17

"Meryem, bir de, onlarla kendi arasına bir perde çekmişti. Derken Biz ona Ruhumuzu (Cebrâîl’i) gönderdik de, ona tam bir insan şeklinde göründü."

Hazret-i Meryem, Mescitte kalıyordu. Aybaşı olduğu zaman, teyzesinin evine gidiyordu ve temizlendiği zaman yine Mescide dönüyordu, işte Hazret-i Meryem, bu yıkanma yerinde iken, melek, sakalı henüz bitmemiş, parlak yüzlü, kıvırcık saçlı genç bir adam şeklinde onun yanma yaklaştı. İşte "Biz ona Ruhumuzu gönderdik" cümlesinin mânâsı budur. Yani Biz, ona Cebrâîl’i gönderdik. Cebrâîl’in bu şekilde ifade edilmesi, bu makamın hakkını vermek içindir.

Cebrâîl kusursuz, bünyesi sağlam ve bütün insan güzelliklerini taşıyan bir genç şeklinde Hazret-i Meryem'e göründü.

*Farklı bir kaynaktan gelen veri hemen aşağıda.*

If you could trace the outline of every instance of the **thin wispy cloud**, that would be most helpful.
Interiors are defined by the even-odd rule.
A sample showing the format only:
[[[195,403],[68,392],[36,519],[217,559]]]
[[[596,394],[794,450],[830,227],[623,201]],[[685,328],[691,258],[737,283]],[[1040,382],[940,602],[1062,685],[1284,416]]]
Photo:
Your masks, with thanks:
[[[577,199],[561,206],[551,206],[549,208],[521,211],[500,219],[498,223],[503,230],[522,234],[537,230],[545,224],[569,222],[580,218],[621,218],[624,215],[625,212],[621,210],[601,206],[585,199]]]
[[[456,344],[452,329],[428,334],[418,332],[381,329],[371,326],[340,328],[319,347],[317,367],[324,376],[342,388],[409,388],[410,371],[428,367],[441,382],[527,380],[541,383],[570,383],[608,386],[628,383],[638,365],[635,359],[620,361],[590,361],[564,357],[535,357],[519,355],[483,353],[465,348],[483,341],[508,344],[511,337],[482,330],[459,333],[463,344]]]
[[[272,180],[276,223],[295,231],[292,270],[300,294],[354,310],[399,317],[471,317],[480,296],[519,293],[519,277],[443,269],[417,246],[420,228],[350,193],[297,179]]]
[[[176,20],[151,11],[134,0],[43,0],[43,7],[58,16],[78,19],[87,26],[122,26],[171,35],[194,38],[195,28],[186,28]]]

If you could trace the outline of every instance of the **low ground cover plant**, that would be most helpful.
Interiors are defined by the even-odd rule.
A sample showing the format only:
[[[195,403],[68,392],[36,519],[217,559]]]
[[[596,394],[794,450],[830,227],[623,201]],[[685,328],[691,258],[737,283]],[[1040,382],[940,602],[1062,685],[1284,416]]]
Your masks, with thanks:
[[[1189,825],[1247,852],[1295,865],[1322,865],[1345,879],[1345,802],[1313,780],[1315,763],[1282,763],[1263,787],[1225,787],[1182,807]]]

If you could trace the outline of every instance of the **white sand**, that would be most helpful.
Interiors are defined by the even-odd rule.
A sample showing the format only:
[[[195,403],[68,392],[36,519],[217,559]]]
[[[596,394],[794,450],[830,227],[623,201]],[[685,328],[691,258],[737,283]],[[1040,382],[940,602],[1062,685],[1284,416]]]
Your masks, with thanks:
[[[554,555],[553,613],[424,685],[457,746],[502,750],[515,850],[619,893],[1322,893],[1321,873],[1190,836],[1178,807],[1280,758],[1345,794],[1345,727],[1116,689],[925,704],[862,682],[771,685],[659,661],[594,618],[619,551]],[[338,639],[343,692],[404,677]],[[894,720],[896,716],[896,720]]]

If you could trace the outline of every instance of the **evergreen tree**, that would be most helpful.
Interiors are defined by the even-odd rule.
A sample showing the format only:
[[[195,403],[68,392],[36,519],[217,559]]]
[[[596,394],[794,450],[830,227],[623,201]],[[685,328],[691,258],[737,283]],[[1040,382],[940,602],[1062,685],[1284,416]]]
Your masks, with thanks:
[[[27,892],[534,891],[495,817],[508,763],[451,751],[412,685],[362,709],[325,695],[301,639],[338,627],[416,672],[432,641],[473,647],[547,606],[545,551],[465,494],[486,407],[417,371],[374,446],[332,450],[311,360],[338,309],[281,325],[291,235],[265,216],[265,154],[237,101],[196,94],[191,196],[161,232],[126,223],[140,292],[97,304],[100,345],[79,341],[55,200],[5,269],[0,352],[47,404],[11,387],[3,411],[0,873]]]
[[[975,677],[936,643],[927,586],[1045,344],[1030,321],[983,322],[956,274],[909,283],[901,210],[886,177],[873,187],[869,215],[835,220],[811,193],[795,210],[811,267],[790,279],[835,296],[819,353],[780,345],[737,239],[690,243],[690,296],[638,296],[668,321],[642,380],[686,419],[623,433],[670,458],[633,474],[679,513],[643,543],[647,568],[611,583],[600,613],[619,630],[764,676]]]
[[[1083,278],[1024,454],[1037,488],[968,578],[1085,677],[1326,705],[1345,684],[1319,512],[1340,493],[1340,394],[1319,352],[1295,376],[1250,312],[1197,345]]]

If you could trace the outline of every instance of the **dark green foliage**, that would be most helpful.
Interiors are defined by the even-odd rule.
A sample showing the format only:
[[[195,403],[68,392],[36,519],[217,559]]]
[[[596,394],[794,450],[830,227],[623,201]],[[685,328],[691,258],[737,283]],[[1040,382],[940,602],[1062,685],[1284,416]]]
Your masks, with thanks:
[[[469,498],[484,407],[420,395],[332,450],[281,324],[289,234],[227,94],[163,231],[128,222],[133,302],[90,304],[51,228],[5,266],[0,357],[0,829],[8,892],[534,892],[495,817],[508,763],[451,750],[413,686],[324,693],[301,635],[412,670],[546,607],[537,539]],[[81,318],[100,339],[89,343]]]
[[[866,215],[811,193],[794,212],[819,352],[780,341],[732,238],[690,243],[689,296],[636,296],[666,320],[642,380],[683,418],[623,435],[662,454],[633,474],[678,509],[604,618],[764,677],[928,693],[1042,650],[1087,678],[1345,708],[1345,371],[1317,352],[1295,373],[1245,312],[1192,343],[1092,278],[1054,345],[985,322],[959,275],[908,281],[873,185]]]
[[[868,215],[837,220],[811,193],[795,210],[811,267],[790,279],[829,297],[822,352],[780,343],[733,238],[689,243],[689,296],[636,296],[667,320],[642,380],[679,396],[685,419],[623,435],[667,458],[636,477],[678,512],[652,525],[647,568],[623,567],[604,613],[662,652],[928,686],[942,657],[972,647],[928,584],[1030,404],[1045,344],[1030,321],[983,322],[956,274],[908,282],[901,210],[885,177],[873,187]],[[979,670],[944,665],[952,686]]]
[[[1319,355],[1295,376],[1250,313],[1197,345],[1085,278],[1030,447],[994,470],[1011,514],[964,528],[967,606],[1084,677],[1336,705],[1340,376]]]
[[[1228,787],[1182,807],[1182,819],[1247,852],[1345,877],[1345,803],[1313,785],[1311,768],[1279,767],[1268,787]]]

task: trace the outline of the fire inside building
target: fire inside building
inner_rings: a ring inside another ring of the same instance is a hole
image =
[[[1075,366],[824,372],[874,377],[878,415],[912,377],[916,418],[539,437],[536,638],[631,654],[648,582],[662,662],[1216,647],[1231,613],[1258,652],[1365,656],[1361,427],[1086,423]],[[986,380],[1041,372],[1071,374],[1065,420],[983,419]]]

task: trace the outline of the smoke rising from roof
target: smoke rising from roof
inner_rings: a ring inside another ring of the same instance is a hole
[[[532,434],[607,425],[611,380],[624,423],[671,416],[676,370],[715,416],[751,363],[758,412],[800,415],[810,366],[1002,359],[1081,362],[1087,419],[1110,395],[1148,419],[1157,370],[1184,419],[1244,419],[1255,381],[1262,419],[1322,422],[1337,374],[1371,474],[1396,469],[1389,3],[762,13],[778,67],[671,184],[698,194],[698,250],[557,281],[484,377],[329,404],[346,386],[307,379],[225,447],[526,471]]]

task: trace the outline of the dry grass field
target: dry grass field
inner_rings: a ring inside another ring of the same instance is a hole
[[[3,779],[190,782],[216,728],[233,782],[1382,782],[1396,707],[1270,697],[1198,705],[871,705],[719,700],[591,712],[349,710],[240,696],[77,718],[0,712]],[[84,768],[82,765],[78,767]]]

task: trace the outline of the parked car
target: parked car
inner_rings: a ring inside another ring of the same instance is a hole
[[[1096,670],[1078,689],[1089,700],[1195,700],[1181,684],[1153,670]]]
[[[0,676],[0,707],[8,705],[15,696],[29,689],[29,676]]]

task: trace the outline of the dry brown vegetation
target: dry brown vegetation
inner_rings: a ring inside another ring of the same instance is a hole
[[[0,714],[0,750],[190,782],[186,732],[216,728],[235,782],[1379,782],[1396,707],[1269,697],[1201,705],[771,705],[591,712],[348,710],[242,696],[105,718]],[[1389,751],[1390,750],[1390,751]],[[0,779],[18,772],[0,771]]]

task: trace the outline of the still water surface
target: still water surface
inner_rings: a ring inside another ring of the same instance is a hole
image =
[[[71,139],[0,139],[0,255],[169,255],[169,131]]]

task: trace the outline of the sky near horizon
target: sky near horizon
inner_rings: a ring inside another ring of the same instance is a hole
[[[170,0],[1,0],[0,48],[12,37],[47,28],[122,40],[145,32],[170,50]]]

Diğer bir görüşe göre ise, Beytülmakdis in hademelerinden Yûsuf adında Hazret-i Meryem'in bir yaşıtı suretinde ona göründü. Cebrâîl’in bu şekilde ona görünmesi, onun sözlerinden ürkmemesi ve Allah'ın (celle celâlühü) kelâmından ona aktaracaklarım alması içindi. Zira eğer melek suretinde ona görünseydi, Hazret-i Meryem, ondan ürker ve onunla ilişki kuramazdı. Kimileri, onun bu şekilde kendisine görünmesi, Hazret-i Meryem'i şehvete getirmek ve menisinin, rahmine inmesini sağlamak için olduğunu söylemişlerse de, bu görüş, Allah'ın harikulade kudretinin eserlerini beyan etmek makamına ters düşmekle beraber, bir de, bundan sonraki âyet de onu tekzip etmektedir.